My TiVo was installed yesterday (1h40 including relocation that required new outside box (old too small for splitter) and installer to go up ladder and drill through wall - pretty good I thought).

I have a few observations about the TiVo (that I'll post elsewhere once I have read a bit more to avoid too many duplicates) but - there is issue with the relocated box.
It no longer shows On Demand content - I get error 1036.
Yesterday when installer was here it was complaining that the card was not inserted properly. We removed and reinstalled ... and it worked - including On Demand. But last night - and still this morning - it is not working and have also tried removing / re-inserting card.

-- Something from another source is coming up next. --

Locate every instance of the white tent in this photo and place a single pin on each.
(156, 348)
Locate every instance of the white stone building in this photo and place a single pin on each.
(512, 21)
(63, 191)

Could it be that Virgin HQ does not yet know about me being a multi-room install? (Multi-room was free - I wasn't going to go for it - I had similar call as others offering free as early adopter)


----------



## sjp (Oct 22, 2001)

there are current problems with On Demand, have a look at http://community.virginmedia.com/t5/TiVo/bd-p/Tivo for details.


----------



## Paul Webster (Nov 16, 2003)

My TiVo is able to access the On Demand content - problem is with the relocated old (Pace/NTL) box - perhaps related to this now being a Virgin multi-device home.


----------



## Technix (Feb 3, 2011)

Paul Webster said:


> My TiVo is able to access the On Demand content - problem is with the relocated old (Pace/NTL) box - perhaps related to this now being a Virgin multi-device home.


It's likely they've messed up your account so your relocated box's mac isn't recognised. If you see a '1059...' in the error code phone faults to get it rectified.


----------



## Paul Webster (Nov 16, 2003)

I was getting 1036 (rather than 1059) - however, this evening I rebooted the old box - and On Demand is working again - might be a coincidence.


----------